There is a photograph that circulates in public-health circles: an ASHA worker, dressed in a bright sari, knocking on a door in a village where the road ends and the mobile signal fades. In her bag are iron tablets, ORS sachets, a vaccination card, and a notebook. She is, in the most practical sense, the first point of contact between the Indian state and its most remote citizens — and one of the most consequential public-health inventions of the last two decades.
India’s healthcare journey is not a simple triumphant arc. But it contains some of the most remarkable public-health achievements in modern history, and a candid look at both gains and gaps is the only fair way to tell the story.
The Polio Miracle
For decades, paralytic polio cut through children in the subcontinent with devastating regularity. Then, through one of the world’s most complex vaccination drives — door-to-door teams, cold-chain logistics across deserts and flood plains, campaigns timed to festival movements — India was certified polio-free, with no wild poliovirus detected. A country of over a billion people had done what sceptics called impossible. The lesson public-health planners drew was about what community mobilisation, trained local workers, and consistent commitment could achieve at scale. That lesson became the template.
The Universal Immunisation Programme
India runs one of the world’s largest immunisation programmes. The Universal Immunisation Programme covers children and pregnant women nationwide, against diseases including tuberculosis, diphtheria, tetanus, polio, hepatitis B, and measles. The Mission Indradhanush initiative specifically targeted children and women missed in routine rounds — in remote districts, urban slums, and historically underserved communities — by mapping gaps first, then directing intensive rounds precisely where need was highest. Coverage has improved considerably, though public-health experts are clear that full, equitable immunisation remains a work in progress.
The ASHA Worker: Healthcare at the Last Mile
Introduced under the National Rural Health Mission, the Accredited Social Health Activist programme created a cadre of community-based women trained to link households to government health services. Their responsibilities span an extraordinary range:
- Accompanying pregnant women to facilities for institutional deliveries
- Tracking infant immunisation schedules
- Counselling families on nutrition, sanitation, and family planning
- Identifying tuberculosis symptoms and supporting treatment completion
- Serving as a first alert system for disease outbreaks
ASHAs have long advocated for better pay and formal status, and their workloads are substantial — but the evidence that they have improved rural maternal and child health is widely cited.

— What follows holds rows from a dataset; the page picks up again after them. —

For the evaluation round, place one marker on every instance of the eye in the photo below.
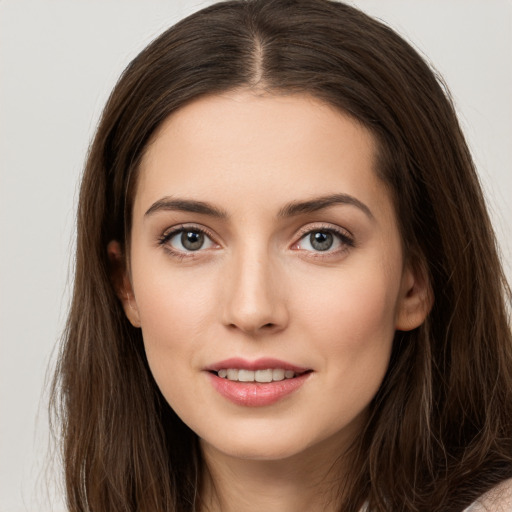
(187, 240)
(324, 240)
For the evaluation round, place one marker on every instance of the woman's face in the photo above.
(266, 272)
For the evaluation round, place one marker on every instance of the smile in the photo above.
(256, 383)
(268, 375)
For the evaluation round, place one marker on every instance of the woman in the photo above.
(287, 291)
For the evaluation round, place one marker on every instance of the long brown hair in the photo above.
(439, 432)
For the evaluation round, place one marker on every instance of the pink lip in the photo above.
(260, 364)
(253, 394)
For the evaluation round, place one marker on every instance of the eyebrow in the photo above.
(291, 209)
(186, 205)
(319, 203)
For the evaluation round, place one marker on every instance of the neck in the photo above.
(310, 481)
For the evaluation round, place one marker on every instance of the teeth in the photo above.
(245, 376)
(278, 374)
(268, 375)
(232, 374)
(263, 375)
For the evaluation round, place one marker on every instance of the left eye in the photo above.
(188, 240)
(322, 240)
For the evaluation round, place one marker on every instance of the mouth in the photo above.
(257, 383)
(262, 376)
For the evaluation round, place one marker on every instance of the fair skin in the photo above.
(321, 286)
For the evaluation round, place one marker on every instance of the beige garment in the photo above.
(498, 499)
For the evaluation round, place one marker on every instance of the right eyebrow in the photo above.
(185, 205)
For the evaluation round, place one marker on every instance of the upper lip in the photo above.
(263, 363)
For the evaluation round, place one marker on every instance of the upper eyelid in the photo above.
(301, 233)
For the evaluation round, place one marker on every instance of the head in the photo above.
(445, 337)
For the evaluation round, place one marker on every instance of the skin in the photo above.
(258, 288)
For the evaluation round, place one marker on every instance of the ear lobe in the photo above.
(121, 282)
(416, 299)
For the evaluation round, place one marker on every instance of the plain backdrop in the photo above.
(59, 60)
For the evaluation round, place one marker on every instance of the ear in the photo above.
(121, 281)
(416, 298)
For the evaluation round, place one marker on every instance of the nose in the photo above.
(255, 301)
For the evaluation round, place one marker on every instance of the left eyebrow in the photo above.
(319, 203)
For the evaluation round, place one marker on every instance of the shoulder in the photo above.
(498, 499)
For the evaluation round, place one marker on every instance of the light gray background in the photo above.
(58, 61)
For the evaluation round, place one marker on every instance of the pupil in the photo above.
(321, 240)
(192, 240)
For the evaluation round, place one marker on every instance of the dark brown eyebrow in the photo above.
(185, 205)
(291, 209)
(319, 203)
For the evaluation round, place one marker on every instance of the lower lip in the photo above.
(253, 394)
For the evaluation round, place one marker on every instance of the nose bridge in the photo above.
(253, 300)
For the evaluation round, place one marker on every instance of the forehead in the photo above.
(269, 149)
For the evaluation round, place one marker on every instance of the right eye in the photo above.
(187, 240)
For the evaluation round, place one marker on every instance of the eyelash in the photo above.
(345, 239)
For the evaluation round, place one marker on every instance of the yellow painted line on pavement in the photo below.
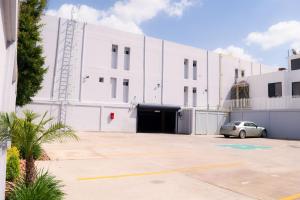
(292, 197)
(170, 171)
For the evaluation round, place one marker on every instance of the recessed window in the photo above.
(275, 89)
(114, 56)
(113, 82)
(195, 97)
(295, 64)
(243, 73)
(236, 73)
(194, 70)
(296, 89)
(125, 90)
(186, 95)
(186, 68)
(126, 58)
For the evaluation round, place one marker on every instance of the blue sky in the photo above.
(261, 30)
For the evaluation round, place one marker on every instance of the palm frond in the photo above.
(6, 125)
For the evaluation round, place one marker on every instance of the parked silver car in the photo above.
(242, 129)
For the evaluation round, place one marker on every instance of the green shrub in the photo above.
(12, 164)
(36, 152)
(45, 187)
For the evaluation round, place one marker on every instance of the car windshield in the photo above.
(235, 123)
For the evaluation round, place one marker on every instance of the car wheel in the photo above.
(242, 134)
(264, 134)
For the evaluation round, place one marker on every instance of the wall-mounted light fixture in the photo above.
(86, 77)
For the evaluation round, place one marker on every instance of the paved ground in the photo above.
(170, 167)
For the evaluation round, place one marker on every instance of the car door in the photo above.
(255, 130)
(249, 129)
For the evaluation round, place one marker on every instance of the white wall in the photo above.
(153, 69)
(8, 76)
(259, 90)
(156, 74)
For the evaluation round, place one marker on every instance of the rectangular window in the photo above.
(113, 83)
(295, 64)
(236, 73)
(125, 90)
(243, 73)
(114, 56)
(194, 70)
(186, 68)
(186, 96)
(127, 58)
(296, 89)
(195, 97)
(275, 89)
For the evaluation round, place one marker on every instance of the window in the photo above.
(114, 56)
(194, 70)
(296, 89)
(126, 58)
(113, 82)
(275, 89)
(195, 97)
(186, 96)
(249, 124)
(125, 90)
(243, 73)
(236, 75)
(186, 68)
(295, 64)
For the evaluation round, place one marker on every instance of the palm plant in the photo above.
(28, 132)
(44, 187)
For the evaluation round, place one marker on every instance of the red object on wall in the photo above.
(112, 115)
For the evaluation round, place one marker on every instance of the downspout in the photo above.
(56, 57)
(162, 72)
(144, 70)
(207, 82)
(81, 62)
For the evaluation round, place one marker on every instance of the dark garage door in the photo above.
(156, 119)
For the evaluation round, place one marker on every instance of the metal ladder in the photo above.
(65, 69)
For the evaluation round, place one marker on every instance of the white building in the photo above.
(274, 101)
(8, 70)
(120, 81)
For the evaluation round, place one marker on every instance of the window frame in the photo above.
(295, 95)
(270, 90)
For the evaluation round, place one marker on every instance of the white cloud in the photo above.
(235, 52)
(126, 15)
(282, 33)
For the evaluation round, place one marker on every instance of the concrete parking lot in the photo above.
(160, 166)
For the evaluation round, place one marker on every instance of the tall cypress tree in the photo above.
(30, 59)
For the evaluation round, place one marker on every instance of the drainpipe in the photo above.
(207, 92)
(144, 69)
(162, 72)
(55, 61)
(81, 62)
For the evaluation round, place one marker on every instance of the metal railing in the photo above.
(264, 103)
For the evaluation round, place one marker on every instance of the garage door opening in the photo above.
(156, 118)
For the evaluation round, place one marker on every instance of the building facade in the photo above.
(8, 71)
(100, 79)
(273, 101)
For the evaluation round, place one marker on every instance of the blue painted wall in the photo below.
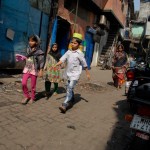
(24, 20)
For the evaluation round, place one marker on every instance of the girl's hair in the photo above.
(55, 54)
(120, 46)
(77, 40)
(53, 45)
(35, 38)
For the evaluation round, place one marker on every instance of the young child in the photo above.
(52, 73)
(33, 68)
(74, 59)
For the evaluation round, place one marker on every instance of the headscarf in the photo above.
(55, 54)
(38, 50)
(120, 58)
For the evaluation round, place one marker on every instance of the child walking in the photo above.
(52, 73)
(33, 68)
(75, 60)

Ayushman Bharat and the Pharmacy of the World
Ayushman Bharat runs as two programmes under one name: a health-insurance scheme offering cashless hospitalisation cover to economically vulnerable families, and a network of Health and Wellness Centres delivering primary care, including management of non-communicable diseases. Beyond its borders, India’s generic-pharmaceutical industry supplies affordable medicines across Africa and Asia, and its vaccine-manufacturing capacity is of global consequence — the phrase “pharmacy of the world” is an accurate description of a structural role.
The Gaps That Remain
Honest reporting demands honesty about what has not been achieved. Rural India faces a significant shortage of qualified doctors. Many government facilities operate below capacity for want of staff, medicines, and equipment. Out-of-pocket health spending remains among the highest in the world as a share of total health expenditure, meaning a serious illness can still be financially catastrophic. Quality of care varies enormously between states and between public and private facilities. The ASHA worker knocking on that door is part of a system still being built — and that is precisely why her work matters. This article is general information, not medical advice.